Location
- Craythorne Avenue Handsworth Wood Birmingham, West Midlands, B20 1HN England 52°31′51″N 1°56′28″W﻿ / ﻿52.5309°N 1.941°W

Information
- Type: Academy
- Local authority: Birmingham City Council
- Department for Education URN: 139746 Tables
- Ofsted: Reports
- Staff: 10000
- Gender: Mixed
- Age: 11 to 18
- Enrolment: 1,076 as of March 2016^{[update]}
- Website: hamsteadhall.com

= Hamstead Hall Academy =

Hamstead Hall Academy is a mixed secondary school and sixth form located in the Handsworth Wood area of Birmingham, in the West Midlands of England. The school is situated next to the Sandwell Valley RSPB reserve.

Previously a foundation school administered by Birmingham City Council, Hamstead Hall converted to academy status in June 2013. However the school continues to coordinate with Birmingham City Council for admissions.

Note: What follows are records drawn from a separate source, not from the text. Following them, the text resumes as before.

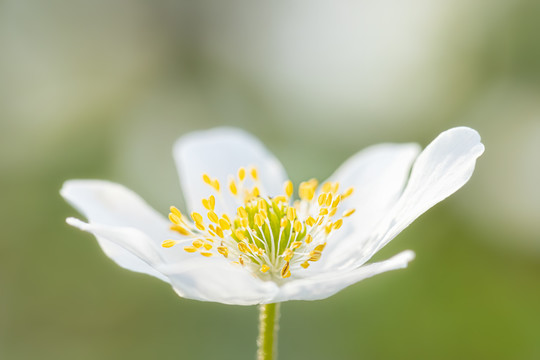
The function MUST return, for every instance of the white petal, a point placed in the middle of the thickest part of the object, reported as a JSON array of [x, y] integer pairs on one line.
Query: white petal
[[442, 168], [108, 203], [128, 247], [378, 175], [217, 280], [219, 153], [325, 285]]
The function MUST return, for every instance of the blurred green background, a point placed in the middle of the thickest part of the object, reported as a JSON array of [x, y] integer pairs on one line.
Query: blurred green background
[[101, 89]]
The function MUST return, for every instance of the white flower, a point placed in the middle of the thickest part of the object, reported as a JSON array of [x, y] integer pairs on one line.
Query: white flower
[[247, 241]]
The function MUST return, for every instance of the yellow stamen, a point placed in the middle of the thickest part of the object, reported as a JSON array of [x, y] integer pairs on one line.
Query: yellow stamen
[[212, 216], [254, 174], [291, 213], [285, 273], [288, 188], [241, 174], [225, 225], [168, 243]]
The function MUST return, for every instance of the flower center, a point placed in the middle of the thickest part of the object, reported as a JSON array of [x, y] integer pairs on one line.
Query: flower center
[[270, 236]]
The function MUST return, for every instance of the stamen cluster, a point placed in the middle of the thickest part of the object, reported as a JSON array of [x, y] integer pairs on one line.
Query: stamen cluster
[[270, 236]]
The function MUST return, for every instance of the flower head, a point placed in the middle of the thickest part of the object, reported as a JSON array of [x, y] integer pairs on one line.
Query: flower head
[[248, 239]]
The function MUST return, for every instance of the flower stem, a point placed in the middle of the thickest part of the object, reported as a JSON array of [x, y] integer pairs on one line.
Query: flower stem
[[268, 328]]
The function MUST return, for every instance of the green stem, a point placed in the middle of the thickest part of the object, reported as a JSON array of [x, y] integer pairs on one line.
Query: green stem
[[268, 328]]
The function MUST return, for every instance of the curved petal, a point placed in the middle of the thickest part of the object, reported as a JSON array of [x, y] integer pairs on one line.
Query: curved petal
[[128, 247], [220, 153], [442, 168], [219, 281], [109, 203], [378, 175], [325, 285]]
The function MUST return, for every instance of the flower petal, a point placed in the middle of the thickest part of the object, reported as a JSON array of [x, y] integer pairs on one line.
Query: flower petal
[[325, 285], [442, 168], [219, 281], [378, 175], [109, 203], [128, 247], [219, 153]]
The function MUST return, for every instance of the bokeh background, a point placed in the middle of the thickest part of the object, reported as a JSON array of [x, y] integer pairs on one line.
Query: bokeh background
[[101, 89]]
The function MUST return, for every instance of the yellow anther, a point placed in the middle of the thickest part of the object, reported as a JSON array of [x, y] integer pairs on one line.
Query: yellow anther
[[233, 188], [243, 247], [176, 212], [262, 205], [240, 235], [225, 225], [315, 255], [199, 226], [180, 229], [190, 248], [223, 251], [198, 243], [279, 199], [288, 188], [291, 213], [174, 219], [328, 200], [241, 174], [242, 212], [349, 212], [288, 254], [328, 228], [327, 187], [347, 193], [206, 204], [207, 179], [219, 232], [285, 273], [253, 173], [296, 244], [168, 243], [212, 216], [197, 217], [259, 221]]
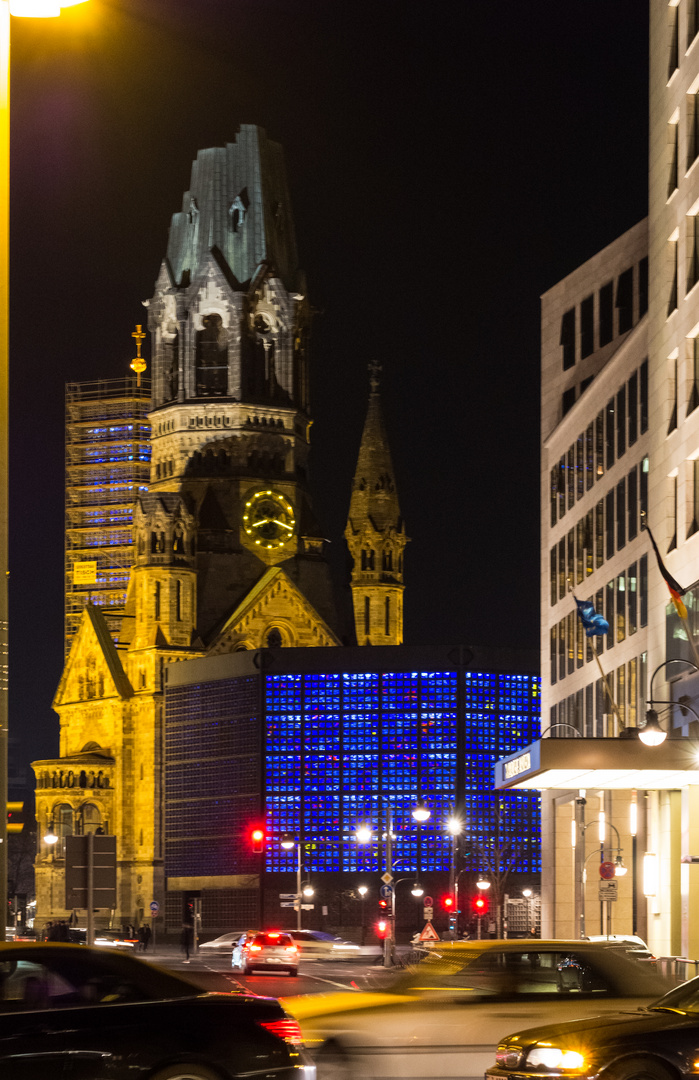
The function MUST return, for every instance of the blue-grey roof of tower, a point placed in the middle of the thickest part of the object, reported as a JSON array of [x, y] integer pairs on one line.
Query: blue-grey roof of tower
[[250, 170]]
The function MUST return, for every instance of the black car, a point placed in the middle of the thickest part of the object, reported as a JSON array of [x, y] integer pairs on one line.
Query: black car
[[658, 1042], [68, 1012]]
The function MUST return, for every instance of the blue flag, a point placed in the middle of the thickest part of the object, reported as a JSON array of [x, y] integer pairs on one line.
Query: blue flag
[[594, 624]]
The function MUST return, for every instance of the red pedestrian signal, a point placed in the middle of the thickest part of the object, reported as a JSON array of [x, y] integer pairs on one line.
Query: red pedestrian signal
[[480, 905]]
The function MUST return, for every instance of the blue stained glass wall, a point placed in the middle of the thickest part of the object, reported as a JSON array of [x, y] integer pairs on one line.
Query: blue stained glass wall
[[339, 746]]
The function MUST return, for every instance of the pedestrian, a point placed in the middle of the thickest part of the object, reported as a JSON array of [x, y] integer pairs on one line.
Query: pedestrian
[[186, 940]]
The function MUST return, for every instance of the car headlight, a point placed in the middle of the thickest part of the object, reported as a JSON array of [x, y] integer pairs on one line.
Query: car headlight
[[553, 1057]]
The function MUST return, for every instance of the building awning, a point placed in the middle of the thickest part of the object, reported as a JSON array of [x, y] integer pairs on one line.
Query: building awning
[[606, 764]]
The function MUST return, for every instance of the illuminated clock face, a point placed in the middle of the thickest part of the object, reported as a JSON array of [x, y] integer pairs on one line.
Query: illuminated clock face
[[269, 520]]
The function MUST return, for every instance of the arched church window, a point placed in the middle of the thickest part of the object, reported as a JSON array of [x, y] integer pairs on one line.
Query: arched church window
[[212, 358], [91, 818], [63, 823]]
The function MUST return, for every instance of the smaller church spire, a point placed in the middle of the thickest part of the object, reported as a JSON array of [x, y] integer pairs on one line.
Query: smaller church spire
[[375, 532]]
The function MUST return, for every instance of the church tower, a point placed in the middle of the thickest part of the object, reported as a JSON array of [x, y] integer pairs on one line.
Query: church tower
[[375, 535], [229, 325]]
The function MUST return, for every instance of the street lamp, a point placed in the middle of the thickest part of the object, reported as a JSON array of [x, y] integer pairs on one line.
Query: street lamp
[[26, 9], [363, 834]]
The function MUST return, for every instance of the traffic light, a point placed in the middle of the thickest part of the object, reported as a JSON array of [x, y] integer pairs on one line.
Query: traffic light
[[480, 905], [15, 817]]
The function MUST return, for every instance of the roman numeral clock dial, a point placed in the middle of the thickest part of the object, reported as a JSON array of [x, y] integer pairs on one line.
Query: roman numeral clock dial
[[269, 520]]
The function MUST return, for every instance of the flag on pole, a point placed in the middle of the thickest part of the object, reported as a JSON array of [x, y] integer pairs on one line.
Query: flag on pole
[[594, 624], [675, 590]]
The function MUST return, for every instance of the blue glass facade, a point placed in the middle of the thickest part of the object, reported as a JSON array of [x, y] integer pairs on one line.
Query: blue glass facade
[[340, 746]]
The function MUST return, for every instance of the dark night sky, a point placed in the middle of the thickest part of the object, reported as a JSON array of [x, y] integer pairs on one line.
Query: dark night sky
[[447, 164]]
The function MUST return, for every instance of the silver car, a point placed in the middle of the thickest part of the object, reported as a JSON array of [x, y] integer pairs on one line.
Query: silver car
[[265, 950]]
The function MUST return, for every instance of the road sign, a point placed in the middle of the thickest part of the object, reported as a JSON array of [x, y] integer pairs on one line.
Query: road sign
[[608, 890]]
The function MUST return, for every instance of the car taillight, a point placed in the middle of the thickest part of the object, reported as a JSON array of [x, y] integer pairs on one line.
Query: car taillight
[[286, 1028]]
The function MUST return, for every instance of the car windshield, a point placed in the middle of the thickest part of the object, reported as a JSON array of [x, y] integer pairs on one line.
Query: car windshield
[[508, 972], [684, 998]]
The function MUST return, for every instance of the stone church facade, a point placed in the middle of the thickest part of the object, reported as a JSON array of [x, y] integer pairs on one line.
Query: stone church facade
[[228, 553]]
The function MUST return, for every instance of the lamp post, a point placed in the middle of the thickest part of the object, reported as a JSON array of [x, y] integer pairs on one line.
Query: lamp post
[[26, 9], [363, 833]]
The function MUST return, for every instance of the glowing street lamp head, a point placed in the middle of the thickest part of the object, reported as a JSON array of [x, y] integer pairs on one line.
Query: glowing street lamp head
[[40, 9]]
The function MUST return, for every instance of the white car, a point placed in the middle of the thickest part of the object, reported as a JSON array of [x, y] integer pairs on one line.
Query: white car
[[445, 1017], [318, 945]]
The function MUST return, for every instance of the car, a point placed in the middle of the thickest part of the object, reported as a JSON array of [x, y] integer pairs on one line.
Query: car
[[658, 1042], [264, 950], [319, 945], [224, 943], [445, 1016], [79, 1012]]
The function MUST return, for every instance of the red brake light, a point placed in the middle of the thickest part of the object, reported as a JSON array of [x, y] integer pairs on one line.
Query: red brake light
[[285, 1028]]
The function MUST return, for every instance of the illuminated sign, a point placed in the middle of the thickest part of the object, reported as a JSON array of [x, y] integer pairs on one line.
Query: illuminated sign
[[84, 574], [518, 765]]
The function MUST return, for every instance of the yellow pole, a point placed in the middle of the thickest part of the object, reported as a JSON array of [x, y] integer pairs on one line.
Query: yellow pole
[[4, 421]]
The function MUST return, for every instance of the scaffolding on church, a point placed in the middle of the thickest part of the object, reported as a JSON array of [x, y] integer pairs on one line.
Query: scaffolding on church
[[107, 468]]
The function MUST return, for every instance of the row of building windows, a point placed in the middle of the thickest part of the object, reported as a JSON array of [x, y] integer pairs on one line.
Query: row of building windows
[[580, 345], [601, 532], [615, 429], [589, 711], [689, 11], [624, 604]]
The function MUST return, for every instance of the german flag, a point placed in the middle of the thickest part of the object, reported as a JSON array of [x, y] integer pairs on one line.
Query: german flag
[[675, 590]]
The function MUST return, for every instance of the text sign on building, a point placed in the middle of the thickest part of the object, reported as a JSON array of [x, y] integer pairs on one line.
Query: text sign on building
[[104, 872], [84, 574]]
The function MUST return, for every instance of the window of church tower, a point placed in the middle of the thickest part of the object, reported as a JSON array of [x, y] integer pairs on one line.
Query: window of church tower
[[90, 818], [212, 358]]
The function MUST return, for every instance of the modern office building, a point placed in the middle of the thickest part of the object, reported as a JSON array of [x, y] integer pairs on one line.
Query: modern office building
[[107, 470], [312, 743], [620, 436]]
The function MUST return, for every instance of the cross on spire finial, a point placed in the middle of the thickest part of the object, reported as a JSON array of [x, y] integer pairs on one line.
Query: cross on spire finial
[[138, 364]]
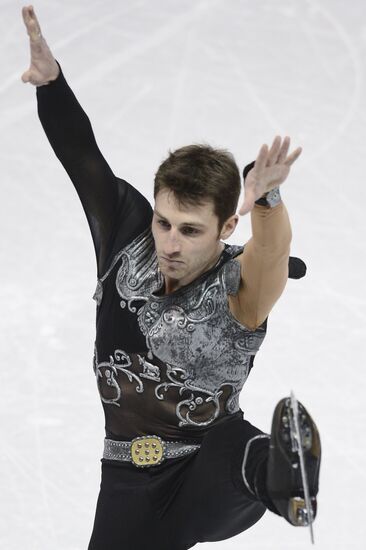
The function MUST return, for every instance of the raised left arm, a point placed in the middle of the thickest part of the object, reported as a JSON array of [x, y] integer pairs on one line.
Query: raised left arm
[[264, 262]]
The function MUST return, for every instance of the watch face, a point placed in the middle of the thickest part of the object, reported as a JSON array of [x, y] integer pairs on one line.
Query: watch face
[[273, 197]]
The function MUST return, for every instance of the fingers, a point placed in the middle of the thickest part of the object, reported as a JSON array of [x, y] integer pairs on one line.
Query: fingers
[[31, 23], [284, 150], [291, 158], [274, 151], [261, 160]]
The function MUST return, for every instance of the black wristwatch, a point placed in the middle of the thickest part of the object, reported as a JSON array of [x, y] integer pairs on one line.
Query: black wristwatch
[[270, 199]]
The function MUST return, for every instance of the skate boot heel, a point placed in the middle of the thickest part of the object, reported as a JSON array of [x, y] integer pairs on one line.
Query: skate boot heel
[[293, 463], [297, 511]]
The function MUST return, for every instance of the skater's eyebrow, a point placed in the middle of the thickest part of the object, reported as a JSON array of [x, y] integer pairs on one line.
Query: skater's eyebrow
[[191, 224]]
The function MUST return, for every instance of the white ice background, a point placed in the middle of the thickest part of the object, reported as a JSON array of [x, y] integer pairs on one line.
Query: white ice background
[[153, 76]]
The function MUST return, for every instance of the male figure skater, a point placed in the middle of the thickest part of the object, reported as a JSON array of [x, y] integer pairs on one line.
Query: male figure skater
[[180, 317]]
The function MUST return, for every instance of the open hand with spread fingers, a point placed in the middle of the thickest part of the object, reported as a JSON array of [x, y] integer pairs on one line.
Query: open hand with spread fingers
[[43, 67], [271, 168]]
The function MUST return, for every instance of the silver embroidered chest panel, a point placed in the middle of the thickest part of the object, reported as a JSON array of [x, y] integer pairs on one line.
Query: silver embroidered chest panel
[[191, 331]]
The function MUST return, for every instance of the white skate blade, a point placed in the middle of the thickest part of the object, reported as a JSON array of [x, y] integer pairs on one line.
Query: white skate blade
[[299, 449]]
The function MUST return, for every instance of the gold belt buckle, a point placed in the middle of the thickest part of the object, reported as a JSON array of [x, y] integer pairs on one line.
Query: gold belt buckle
[[147, 450]]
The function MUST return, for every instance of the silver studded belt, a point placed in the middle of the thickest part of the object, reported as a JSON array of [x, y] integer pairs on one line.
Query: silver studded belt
[[148, 450]]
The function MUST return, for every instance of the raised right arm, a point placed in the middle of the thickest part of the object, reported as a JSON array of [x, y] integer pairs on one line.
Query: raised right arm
[[116, 212]]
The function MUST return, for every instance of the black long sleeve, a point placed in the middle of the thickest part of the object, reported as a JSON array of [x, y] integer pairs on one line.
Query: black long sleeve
[[115, 210]]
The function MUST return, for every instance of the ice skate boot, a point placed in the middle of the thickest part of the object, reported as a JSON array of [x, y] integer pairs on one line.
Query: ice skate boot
[[293, 463]]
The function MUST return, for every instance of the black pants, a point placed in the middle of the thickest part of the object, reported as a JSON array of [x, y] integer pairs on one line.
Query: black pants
[[172, 506]]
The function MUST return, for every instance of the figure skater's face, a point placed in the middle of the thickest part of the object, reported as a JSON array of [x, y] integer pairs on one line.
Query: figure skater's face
[[186, 239]]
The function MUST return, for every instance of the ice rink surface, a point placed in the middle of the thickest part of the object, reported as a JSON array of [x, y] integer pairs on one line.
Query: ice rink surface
[[153, 76]]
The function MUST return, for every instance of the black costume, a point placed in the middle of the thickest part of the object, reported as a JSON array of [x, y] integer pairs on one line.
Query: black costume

Hamstead Hall Academy offers GCSEs and BTECs as programmes of study for pupils, while students in the sixth form have the option to study from a range of A-levels and further BTECs.

==Hamstead Hall==
Hamstead Hall was the home of Scottish businessman George Kynoch. In 1959 a Romano-British pottery kiln was discovered in the gardens. Objects now form exhibits in Birmingham Museum.